My textbook has used the following inequalities without any proof:
Let $X=\Bbb R^n$, then
$$\sqrt{\sum_{k=1}^{n} |u_k|^2}\leq \sum_{k=1}^{n}|u_k| \leq n\cdot \max\{|u_k|:1\leq k \leq n\} \leq n\cdot\sqrt{\sum_{k=1}^{n}|u_k|^2}.$$
The second inequality is obvious.

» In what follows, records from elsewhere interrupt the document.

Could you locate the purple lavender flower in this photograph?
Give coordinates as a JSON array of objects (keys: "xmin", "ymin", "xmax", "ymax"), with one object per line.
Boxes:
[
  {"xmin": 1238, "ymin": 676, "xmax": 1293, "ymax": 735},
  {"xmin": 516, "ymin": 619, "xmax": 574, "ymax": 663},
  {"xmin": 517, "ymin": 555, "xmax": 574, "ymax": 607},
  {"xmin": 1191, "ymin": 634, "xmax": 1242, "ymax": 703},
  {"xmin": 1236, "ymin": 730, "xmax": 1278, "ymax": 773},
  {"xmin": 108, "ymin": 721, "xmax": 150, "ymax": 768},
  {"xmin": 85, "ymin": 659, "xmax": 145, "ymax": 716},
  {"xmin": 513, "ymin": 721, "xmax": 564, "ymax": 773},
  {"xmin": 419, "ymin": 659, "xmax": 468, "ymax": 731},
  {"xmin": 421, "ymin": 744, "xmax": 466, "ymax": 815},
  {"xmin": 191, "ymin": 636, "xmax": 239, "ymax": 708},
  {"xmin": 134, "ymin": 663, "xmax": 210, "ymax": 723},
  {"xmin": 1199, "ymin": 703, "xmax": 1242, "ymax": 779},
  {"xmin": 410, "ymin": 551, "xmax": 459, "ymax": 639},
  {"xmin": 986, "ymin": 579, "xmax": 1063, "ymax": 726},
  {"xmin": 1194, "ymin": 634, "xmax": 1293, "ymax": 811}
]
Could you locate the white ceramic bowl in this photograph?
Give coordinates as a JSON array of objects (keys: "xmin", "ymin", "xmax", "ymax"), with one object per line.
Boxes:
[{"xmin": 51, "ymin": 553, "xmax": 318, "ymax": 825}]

But I am struggling with others.
On
The right-most inequality holds since $$|u_k|\leq\max\{|u_i|, 1\leq i\leq n\}$$ for every $k$ so that $$\sum_{k=1}^n|u_k|\leq\sum_{k=1}^n \max\{|u_i|\}=n\max\{|u_i\}$$ since we sum a constant.
To prove the left-most inequality, note that it is enough to prove $$\sum_{k=1}^n |u_k|^2 \leq \left(\sum_{k=1}^n |u_k|\right)^2$$ which should be fairly obvious if you expand the right-hand side.

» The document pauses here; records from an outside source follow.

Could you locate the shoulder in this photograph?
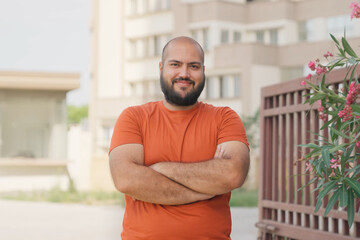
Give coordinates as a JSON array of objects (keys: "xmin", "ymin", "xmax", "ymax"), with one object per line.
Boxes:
[
  {"xmin": 122, "ymin": 102, "xmax": 159, "ymax": 116},
  {"xmin": 199, "ymin": 102, "xmax": 238, "ymax": 117}
]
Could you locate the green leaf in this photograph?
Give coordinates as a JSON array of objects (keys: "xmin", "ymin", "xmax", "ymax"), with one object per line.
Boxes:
[
  {"xmin": 350, "ymin": 104, "xmax": 360, "ymax": 112},
  {"xmin": 324, "ymin": 189, "xmax": 341, "ymax": 217},
  {"xmin": 341, "ymin": 37, "xmax": 358, "ymax": 58},
  {"xmin": 330, "ymin": 127, "xmax": 350, "ymax": 139},
  {"xmin": 309, "ymin": 93, "xmax": 326, "ymax": 104},
  {"xmin": 298, "ymin": 143, "xmax": 321, "ymax": 149},
  {"xmin": 347, "ymin": 190, "xmax": 355, "ymax": 228},
  {"xmin": 320, "ymin": 115, "xmax": 339, "ymax": 130},
  {"xmin": 314, "ymin": 197, "xmax": 322, "ymax": 212},
  {"xmin": 340, "ymin": 184, "xmax": 351, "ymax": 207},
  {"xmin": 304, "ymin": 149, "xmax": 321, "ymax": 159},
  {"xmin": 344, "ymin": 177, "xmax": 360, "ymax": 198},
  {"xmin": 350, "ymin": 62, "xmax": 359, "ymax": 81},
  {"xmin": 330, "ymin": 33, "xmax": 340, "ymax": 46},
  {"xmin": 298, "ymin": 177, "xmax": 318, "ymax": 191},
  {"xmin": 318, "ymin": 180, "xmax": 336, "ymax": 202}
]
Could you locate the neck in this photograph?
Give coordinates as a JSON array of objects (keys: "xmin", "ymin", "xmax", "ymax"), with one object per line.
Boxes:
[{"xmin": 163, "ymin": 100, "xmax": 197, "ymax": 111}]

$$\left(\sum_{k=1}^{n}|u_k|\right)^2{=\sum_{k,l=1}^{n}|u_k|\cdot|u_l|\\=\sum_{k=1}^{n}|u_k|^2+\sum_{k,l=1\\k\ne l}^{n}|u_k|\cdot |u_l|\\\ge \sum_{k=1}^{n}|u_k|^2}$$therefore $$\sqrt {\sum_{k=1}^{n}|u_k|^2}\le \sum_{k=1}^{n}|u_k|$$